Out - Of - Class Activities
Activities that are done outside the class (clubs, libraries,…).
Pair Work
Work in groups of two.
Pace
When a teacher spends a long time introducing a new item, the pace is slow. When a lot of new material is introduced the pace is fast
Paralinguistic Feature
Include sounds like "er", "ah", and facial expressions, gestures, all of which can communicate something without actually using words. See non-lexical forms.
Peer Correction
The teacher, when someone can’t answer a question, asks if anyone else in the class can do it correctly.
Pre Service TT
What someone do (study) in order to become an English teacher.
Processing
Dealing with content/information in order to complete a task.
Productive Skills
The main skills of speaking and writing. See receptive skills.
Quiet Activities
Activities that don’t provoke noise, movement or excitement on the child.
Realia
Photos, posters, books, souvenirs, postcards,… any kind of material from an English- speaking country that we can bring to class (to make activities, talks,…).
Recall
To remember something. To aid recall, you can use visual aids, to make something memorable.
Receptive Skills
Listening or reading and understanding.
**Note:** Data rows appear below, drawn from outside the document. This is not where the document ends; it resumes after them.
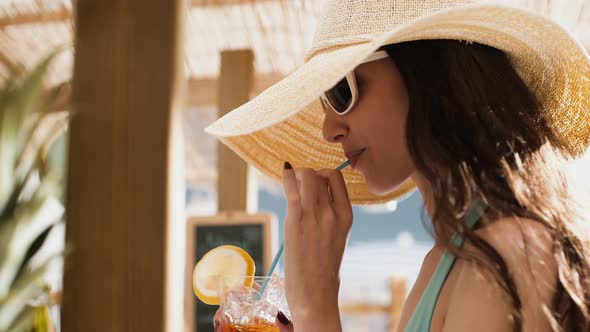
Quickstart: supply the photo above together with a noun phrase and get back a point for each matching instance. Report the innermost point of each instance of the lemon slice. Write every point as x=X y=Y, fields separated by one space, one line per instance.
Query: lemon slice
x=229 y=265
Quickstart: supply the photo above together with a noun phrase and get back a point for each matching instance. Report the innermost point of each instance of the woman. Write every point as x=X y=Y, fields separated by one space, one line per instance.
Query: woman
x=484 y=130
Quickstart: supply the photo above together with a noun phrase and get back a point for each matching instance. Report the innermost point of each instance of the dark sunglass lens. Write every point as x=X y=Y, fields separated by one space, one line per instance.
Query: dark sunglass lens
x=340 y=96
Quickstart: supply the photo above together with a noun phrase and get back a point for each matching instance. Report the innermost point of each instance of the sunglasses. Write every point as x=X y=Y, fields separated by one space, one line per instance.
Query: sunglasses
x=343 y=96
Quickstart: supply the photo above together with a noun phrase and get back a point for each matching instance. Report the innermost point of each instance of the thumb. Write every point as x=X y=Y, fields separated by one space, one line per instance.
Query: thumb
x=284 y=323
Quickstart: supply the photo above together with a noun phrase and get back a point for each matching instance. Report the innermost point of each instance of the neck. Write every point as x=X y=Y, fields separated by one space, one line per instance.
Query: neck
x=426 y=191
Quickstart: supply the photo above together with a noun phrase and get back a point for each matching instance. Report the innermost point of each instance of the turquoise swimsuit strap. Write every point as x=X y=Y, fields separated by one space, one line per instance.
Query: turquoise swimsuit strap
x=422 y=316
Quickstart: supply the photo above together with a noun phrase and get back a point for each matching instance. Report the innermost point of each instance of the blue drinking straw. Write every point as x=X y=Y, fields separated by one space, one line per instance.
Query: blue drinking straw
x=280 y=252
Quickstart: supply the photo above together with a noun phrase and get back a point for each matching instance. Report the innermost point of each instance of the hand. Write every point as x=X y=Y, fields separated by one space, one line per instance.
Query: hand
x=284 y=324
x=318 y=221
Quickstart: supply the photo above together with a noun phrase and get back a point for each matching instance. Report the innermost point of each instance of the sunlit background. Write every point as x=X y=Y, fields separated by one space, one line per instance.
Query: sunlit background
x=387 y=240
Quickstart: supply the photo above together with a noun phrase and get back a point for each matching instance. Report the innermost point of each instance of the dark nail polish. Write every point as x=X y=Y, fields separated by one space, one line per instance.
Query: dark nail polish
x=283 y=319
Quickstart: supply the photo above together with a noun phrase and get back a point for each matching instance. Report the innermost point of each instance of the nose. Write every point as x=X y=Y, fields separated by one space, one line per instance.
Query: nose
x=334 y=128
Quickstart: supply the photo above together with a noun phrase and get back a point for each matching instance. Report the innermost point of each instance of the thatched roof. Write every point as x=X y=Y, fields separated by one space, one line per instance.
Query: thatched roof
x=279 y=32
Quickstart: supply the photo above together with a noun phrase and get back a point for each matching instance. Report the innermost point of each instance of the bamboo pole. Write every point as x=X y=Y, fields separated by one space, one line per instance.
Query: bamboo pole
x=125 y=196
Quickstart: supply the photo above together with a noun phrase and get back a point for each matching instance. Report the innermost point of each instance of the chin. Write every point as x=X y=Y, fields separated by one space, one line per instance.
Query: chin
x=383 y=187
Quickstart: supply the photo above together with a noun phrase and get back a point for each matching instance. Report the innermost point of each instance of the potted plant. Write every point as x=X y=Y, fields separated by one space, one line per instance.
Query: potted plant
x=32 y=171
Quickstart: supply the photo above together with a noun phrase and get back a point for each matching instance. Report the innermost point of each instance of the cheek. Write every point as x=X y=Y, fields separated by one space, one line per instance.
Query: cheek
x=391 y=164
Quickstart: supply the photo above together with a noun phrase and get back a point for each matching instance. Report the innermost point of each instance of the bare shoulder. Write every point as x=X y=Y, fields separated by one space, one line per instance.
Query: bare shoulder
x=526 y=247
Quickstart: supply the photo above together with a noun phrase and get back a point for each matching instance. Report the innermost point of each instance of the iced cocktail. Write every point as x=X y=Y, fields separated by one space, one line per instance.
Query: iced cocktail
x=245 y=309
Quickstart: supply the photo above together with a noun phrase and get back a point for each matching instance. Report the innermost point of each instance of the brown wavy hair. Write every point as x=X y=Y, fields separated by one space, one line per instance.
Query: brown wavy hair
x=475 y=130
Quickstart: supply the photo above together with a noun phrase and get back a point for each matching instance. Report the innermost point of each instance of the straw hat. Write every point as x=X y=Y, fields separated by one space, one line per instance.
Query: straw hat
x=284 y=122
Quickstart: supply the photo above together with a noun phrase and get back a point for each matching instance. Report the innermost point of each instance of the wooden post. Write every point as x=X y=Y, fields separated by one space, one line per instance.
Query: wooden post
x=236 y=186
x=398 y=298
x=125 y=195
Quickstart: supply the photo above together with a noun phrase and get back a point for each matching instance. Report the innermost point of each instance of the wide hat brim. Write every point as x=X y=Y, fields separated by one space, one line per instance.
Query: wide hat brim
x=284 y=122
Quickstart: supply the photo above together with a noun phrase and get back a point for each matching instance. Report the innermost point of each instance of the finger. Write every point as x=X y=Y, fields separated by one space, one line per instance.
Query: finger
x=324 y=199
x=338 y=189
x=308 y=190
x=283 y=322
x=291 y=188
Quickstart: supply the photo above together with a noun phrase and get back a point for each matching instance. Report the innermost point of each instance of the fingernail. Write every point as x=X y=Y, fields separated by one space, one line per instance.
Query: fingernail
x=283 y=319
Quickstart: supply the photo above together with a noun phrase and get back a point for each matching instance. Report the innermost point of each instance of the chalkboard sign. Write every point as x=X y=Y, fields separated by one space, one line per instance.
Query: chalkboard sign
x=255 y=233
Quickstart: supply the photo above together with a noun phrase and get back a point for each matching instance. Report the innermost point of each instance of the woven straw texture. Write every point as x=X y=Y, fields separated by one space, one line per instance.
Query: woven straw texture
x=284 y=122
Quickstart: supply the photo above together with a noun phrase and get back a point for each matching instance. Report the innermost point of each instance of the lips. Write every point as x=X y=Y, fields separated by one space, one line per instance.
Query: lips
x=353 y=154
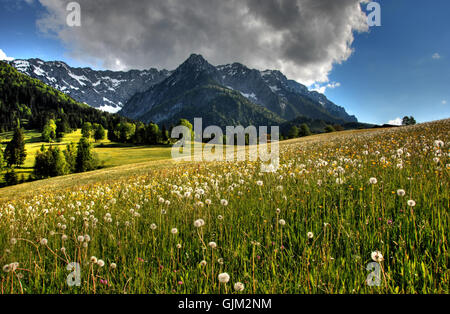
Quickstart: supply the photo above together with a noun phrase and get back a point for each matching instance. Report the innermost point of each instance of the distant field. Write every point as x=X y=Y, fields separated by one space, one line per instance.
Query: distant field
x=358 y=212
x=110 y=154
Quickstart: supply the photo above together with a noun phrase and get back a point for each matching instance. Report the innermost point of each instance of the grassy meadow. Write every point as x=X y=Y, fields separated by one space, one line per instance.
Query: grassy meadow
x=110 y=154
x=337 y=203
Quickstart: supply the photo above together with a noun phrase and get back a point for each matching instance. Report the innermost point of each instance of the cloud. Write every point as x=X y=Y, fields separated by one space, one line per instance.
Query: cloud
x=322 y=88
x=302 y=38
x=436 y=56
x=397 y=121
x=4 y=57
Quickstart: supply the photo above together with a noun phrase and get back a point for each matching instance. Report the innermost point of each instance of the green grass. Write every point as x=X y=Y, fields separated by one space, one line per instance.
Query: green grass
x=269 y=251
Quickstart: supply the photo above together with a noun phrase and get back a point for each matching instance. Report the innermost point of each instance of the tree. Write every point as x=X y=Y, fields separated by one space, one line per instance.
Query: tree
x=2 y=161
x=99 y=132
x=125 y=132
x=186 y=123
x=85 y=159
x=86 y=130
x=408 y=120
x=62 y=127
x=293 y=132
x=153 y=134
x=11 y=177
x=50 y=163
x=164 y=134
x=304 y=130
x=15 y=152
x=329 y=129
x=70 y=155
x=49 y=131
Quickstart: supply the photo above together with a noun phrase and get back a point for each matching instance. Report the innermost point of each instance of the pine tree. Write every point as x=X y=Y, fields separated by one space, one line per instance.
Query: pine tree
x=15 y=152
x=304 y=130
x=49 y=131
x=164 y=134
x=70 y=155
x=85 y=160
x=2 y=160
x=86 y=130
x=99 y=132
x=11 y=177
x=293 y=132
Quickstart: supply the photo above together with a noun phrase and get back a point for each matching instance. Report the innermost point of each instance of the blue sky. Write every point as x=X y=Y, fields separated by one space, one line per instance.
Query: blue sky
x=401 y=68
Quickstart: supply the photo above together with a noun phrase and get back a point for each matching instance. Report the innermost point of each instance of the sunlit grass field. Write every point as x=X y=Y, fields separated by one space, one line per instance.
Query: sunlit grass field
x=110 y=154
x=338 y=202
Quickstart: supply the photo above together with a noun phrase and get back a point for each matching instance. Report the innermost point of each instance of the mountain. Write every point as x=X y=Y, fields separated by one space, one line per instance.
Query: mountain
x=222 y=95
x=32 y=102
x=105 y=90
x=229 y=95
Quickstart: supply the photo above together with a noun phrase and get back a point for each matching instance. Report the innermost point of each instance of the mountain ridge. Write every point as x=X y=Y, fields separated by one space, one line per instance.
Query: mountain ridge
x=136 y=93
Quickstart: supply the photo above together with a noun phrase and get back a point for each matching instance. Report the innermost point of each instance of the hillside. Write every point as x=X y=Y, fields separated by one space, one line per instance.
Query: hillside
x=337 y=203
x=226 y=95
x=104 y=90
x=33 y=103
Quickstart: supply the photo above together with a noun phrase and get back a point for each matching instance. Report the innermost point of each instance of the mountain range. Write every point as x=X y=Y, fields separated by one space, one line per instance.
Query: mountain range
x=222 y=95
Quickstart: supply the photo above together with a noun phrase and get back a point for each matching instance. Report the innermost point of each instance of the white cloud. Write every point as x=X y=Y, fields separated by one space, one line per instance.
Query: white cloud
x=397 y=121
x=322 y=88
x=436 y=56
x=4 y=57
x=302 y=38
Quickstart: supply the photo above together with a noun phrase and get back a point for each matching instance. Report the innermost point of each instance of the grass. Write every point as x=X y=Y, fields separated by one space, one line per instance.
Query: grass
x=311 y=227
x=110 y=154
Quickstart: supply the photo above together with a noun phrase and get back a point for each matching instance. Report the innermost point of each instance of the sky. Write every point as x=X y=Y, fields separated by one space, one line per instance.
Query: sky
x=378 y=73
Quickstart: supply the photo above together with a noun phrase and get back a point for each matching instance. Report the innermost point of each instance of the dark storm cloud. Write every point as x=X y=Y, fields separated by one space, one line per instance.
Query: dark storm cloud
x=302 y=38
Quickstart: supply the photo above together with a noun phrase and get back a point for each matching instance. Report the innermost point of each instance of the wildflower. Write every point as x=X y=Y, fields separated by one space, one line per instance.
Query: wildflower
x=224 y=278
x=239 y=286
x=377 y=256
x=199 y=223
x=438 y=143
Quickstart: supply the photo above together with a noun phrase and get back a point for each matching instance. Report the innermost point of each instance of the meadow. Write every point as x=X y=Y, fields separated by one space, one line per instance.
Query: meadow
x=338 y=202
x=110 y=154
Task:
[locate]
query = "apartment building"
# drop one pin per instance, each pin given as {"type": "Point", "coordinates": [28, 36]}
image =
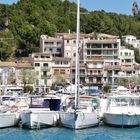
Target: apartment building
{"type": "Point", "coordinates": [42, 63]}
{"type": "Point", "coordinates": [15, 75]}
{"type": "Point", "coordinates": [51, 45]}
{"type": "Point", "coordinates": [131, 40]}
{"type": "Point", "coordinates": [61, 70]}
{"type": "Point", "coordinates": [127, 60]}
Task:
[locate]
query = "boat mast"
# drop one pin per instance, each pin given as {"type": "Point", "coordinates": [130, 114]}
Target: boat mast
{"type": "Point", "coordinates": [77, 57]}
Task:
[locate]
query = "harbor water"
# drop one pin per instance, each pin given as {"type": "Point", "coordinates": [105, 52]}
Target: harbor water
{"type": "Point", "coordinates": [55, 133]}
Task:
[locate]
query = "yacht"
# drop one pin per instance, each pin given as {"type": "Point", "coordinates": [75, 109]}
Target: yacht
{"type": "Point", "coordinates": [86, 115]}
{"type": "Point", "coordinates": [81, 113]}
{"type": "Point", "coordinates": [123, 109]}
{"type": "Point", "coordinates": [42, 112]}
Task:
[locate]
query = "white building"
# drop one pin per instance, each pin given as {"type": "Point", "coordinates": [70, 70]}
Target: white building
{"type": "Point", "coordinates": [131, 40]}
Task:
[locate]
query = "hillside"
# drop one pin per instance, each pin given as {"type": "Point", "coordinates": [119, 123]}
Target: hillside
{"type": "Point", "coordinates": [24, 22]}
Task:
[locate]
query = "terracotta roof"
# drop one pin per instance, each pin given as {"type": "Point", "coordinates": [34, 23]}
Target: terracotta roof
{"type": "Point", "coordinates": [14, 64]}
{"type": "Point", "coordinates": [106, 41]}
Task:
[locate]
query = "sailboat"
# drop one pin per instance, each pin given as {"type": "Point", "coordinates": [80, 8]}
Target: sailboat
{"type": "Point", "coordinates": [84, 112]}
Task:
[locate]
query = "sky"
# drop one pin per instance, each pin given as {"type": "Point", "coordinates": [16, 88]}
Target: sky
{"type": "Point", "coordinates": [116, 6]}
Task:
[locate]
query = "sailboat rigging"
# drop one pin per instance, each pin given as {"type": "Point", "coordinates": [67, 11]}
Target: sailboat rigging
{"type": "Point", "coordinates": [80, 112]}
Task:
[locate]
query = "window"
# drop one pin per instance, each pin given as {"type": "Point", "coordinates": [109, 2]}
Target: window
{"type": "Point", "coordinates": [37, 72]}
{"type": "Point", "coordinates": [44, 73]}
{"type": "Point", "coordinates": [45, 81]}
{"type": "Point", "coordinates": [65, 62]}
{"type": "Point", "coordinates": [37, 82]}
{"type": "Point", "coordinates": [37, 64]}
{"type": "Point", "coordinates": [62, 71]}
{"type": "Point", "coordinates": [56, 62]}
{"type": "Point", "coordinates": [126, 54]}
{"type": "Point", "coordinates": [56, 71]}
{"type": "Point", "coordinates": [50, 49]}
{"type": "Point", "coordinates": [45, 64]}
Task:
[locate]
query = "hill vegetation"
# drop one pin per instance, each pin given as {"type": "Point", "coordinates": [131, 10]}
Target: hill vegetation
{"type": "Point", "coordinates": [21, 24]}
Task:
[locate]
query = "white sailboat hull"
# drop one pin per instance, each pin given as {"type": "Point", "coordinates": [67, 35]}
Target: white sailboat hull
{"type": "Point", "coordinates": [39, 119]}
{"type": "Point", "coordinates": [79, 120]}
{"type": "Point", "coordinates": [8, 119]}
{"type": "Point", "coordinates": [126, 120]}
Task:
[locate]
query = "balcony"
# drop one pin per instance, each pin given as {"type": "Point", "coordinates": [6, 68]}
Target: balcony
{"type": "Point", "coordinates": [45, 69]}
{"type": "Point", "coordinates": [45, 76]}
{"type": "Point", "coordinates": [112, 67]}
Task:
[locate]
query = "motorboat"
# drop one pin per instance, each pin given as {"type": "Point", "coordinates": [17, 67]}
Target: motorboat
{"type": "Point", "coordinates": [86, 115]}
{"type": "Point", "coordinates": [123, 110]}
{"type": "Point", "coordinates": [42, 112]}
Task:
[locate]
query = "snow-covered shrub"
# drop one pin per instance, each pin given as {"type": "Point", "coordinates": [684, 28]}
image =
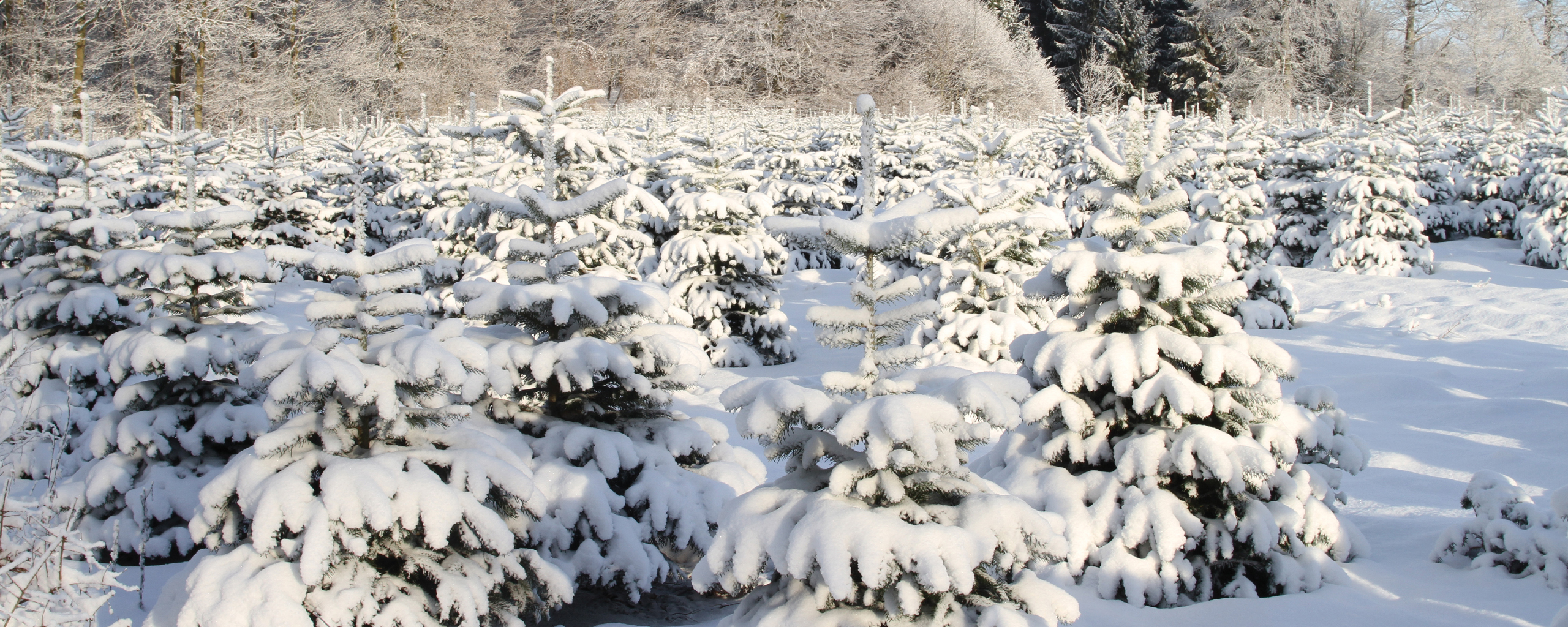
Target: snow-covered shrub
{"type": "Point", "coordinates": [720, 272]}
{"type": "Point", "coordinates": [1163, 440]}
{"type": "Point", "coordinates": [1231, 208]}
{"type": "Point", "coordinates": [880, 331]}
{"type": "Point", "coordinates": [637, 486]}
{"type": "Point", "coordinates": [179, 410]}
{"type": "Point", "coordinates": [877, 521]}
{"type": "Point", "coordinates": [1544, 219]}
{"type": "Point", "coordinates": [978, 275]}
{"type": "Point", "coordinates": [363, 507]}
{"type": "Point", "coordinates": [52, 574]}
{"type": "Point", "coordinates": [1509, 530]}
{"type": "Point", "coordinates": [1136, 198]}
{"type": "Point", "coordinates": [1491, 181]}
{"type": "Point", "coordinates": [1297, 195]}
{"type": "Point", "coordinates": [1370, 205]}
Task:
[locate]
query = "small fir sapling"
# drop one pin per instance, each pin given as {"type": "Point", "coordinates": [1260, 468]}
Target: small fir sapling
{"type": "Point", "coordinates": [1370, 206]}
{"type": "Point", "coordinates": [397, 508]}
{"type": "Point", "coordinates": [571, 162]}
{"type": "Point", "coordinates": [1231, 208]}
{"type": "Point", "coordinates": [179, 410]}
{"type": "Point", "coordinates": [1136, 200]}
{"type": "Point", "coordinates": [1493, 179]}
{"type": "Point", "coordinates": [587, 378]}
{"type": "Point", "coordinates": [1163, 440]}
{"type": "Point", "coordinates": [720, 265]}
{"type": "Point", "coordinates": [872, 326]}
{"type": "Point", "coordinates": [1298, 176]}
{"type": "Point", "coordinates": [978, 275]}
{"type": "Point", "coordinates": [1509, 530]}
{"type": "Point", "coordinates": [877, 521]}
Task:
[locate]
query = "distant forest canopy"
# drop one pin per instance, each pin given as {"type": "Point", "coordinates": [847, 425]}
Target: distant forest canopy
{"type": "Point", "coordinates": [322, 62]}
{"type": "Point", "coordinates": [1277, 54]}
{"type": "Point", "coordinates": [328, 60]}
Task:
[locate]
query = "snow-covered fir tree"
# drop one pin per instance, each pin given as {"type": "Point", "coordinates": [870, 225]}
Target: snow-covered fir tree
{"type": "Point", "coordinates": [1231, 208]}
{"type": "Point", "coordinates": [179, 410]}
{"type": "Point", "coordinates": [1136, 198]}
{"type": "Point", "coordinates": [372, 500]}
{"type": "Point", "coordinates": [1491, 182]}
{"type": "Point", "coordinates": [877, 521]}
{"type": "Point", "coordinates": [587, 378]}
{"type": "Point", "coordinates": [1509, 530]}
{"type": "Point", "coordinates": [562, 159]}
{"type": "Point", "coordinates": [720, 265]}
{"type": "Point", "coordinates": [358, 178]}
{"type": "Point", "coordinates": [1370, 208]}
{"type": "Point", "coordinates": [1163, 440]}
{"type": "Point", "coordinates": [875, 325]}
{"type": "Point", "coordinates": [978, 275]}
{"type": "Point", "coordinates": [57, 309]}
{"type": "Point", "coordinates": [1295, 187]}
{"type": "Point", "coordinates": [1544, 219]}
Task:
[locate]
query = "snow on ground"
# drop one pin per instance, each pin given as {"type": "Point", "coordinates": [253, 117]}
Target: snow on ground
{"type": "Point", "coordinates": [1445, 375]}
{"type": "Point", "coordinates": [1451, 374]}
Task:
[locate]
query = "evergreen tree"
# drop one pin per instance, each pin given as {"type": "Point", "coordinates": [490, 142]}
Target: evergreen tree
{"type": "Point", "coordinates": [1136, 200]}
{"type": "Point", "coordinates": [57, 309]}
{"type": "Point", "coordinates": [1231, 208]}
{"type": "Point", "coordinates": [587, 380]}
{"type": "Point", "coordinates": [1371, 212]}
{"type": "Point", "coordinates": [978, 276]}
{"type": "Point", "coordinates": [1163, 440]}
{"type": "Point", "coordinates": [1295, 187]}
{"type": "Point", "coordinates": [1491, 181]}
{"type": "Point", "coordinates": [883, 522]}
{"type": "Point", "coordinates": [179, 410]}
{"type": "Point", "coordinates": [871, 326]}
{"type": "Point", "coordinates": [720, 265]}
{"type": "Point", "coordinates": [1115, 32]}
{"type": "Point", "coordinates": [372, 502]}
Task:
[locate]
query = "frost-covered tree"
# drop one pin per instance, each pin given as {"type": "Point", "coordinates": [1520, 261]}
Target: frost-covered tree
{"type": "Point", "coordinates": [874, 325]}
{"type": "Point", "coordinates": [1295, 189]}
{"type": "Point", "coordinates": [1231, 208]}
{"type": "Point", "coordinates": [637, 486]}
{"type": "Point", "coordinates": [371, 504]}
{"type": "Point", "coordinates": [372, 500]}
{"type": "Point", "coordinates": [1163, 440]}
{"type": "Point", "coordinates": [1136, 198]}
{"type": "Point", "coordinates": [978, 275]}
{"type": "Point", "coordinates": [1509, 530]}
{"type": "Point", "coordinates": [559, 159]}
{"type": "Point", "coordinates": [358, 178]}
{"type": "Point", "coordinates": [57, 311]}
{"type": "Point", "coordinates": [1491, 182]}
{"type": "Point", "coordinates": [720, 270]}
{"type": "Point", "coordinates": [179, 410]}
{"type": "Point", "coordinates": [877, 521]}
{"type": "Point", "coordinates": [1544, 219]}
{"type": "Point", "coordinates": [1370, 208]}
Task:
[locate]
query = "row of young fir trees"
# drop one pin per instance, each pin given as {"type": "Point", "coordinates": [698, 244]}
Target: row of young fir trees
{"type": "Point", "coordinates": [352, 477]}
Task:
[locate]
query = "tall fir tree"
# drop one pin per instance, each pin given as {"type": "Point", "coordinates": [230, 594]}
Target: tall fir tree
{"type": "Point", "coordinates": [1161, 436]}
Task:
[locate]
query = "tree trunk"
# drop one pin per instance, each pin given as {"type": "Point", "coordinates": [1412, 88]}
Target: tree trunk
{"type": "Point", "coordinates": [201, 82]}
{"type": "Point", "coordinates": [1409, 96]}
{"type": "Point", "coordinates": [83, 23]}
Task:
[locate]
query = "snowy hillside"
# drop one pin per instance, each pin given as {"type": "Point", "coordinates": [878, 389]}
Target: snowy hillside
{"type": "Point", "coordinates": [1460, 372]}
{"type": "Point", "coordinates": [541, 366]}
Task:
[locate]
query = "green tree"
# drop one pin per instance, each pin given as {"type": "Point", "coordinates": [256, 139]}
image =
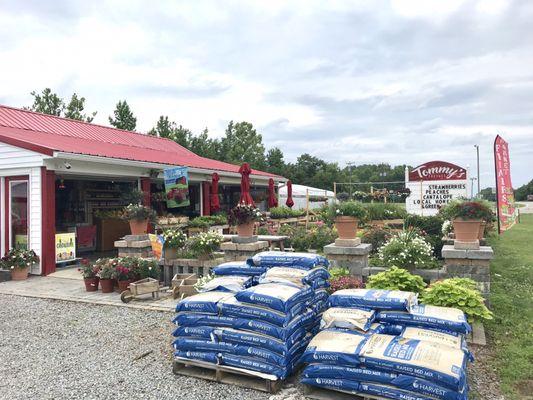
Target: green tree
{"type": "Point", "coordinates": [242, 143]}
{"type": "Point", "coordinates": [124, 118]}
{"type": "Point", "coordinates": [47, 102]}
{"type": "Point", "coordinates": [170, 130]}
{"type": "Point", "coordinates": [75, 107]}
{"type": "Point", "coordinates": [275, 162]}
The receptive skills are different from productive skills.
Role Play
In role play, the pupils are pretending to be someone else.
Routines
Things that we do regularly (perhaps in each class): forms of address, how to "have the floor",…
Scanning
A reading technique which involves glancing quickly through a text to locate a specific piece of information.
Self Correction
A form of correction; the pupil corrects a mistake on his or her own.
Summative Assessment
The gathering of information about the results of learning (concerning language, strategies, and attitudinal change) at the end of the project.
Target Language
The language which is being learned, whether it is the first language or a second (or third or fourth) language.
Task Authenticity
When moving from first (mother language-based) to second and third generation tasks, authenticity increases.
Teacher Training College
The place where someone studies in order to become a teacher.
Topic-Based Teaching
A way of organising the communicative syllabus which gives emphasis to the topics or themes through which language is practised.
Universal Grammar
Children’s innate knowledge which, it is hypothesized, consists of a set of principles common to all languages.
Warm Up
An activity you do at the very beginning of the class.
WH- QUESTIONS
Questions that have a word starting with WH-. Examples: What’s your name?,…
Word Stars
Around a "key" word, we add some words related to it, in some way or another.
YES / NO QUESTIONS
Questions answerable by yes or not. See Polar questions.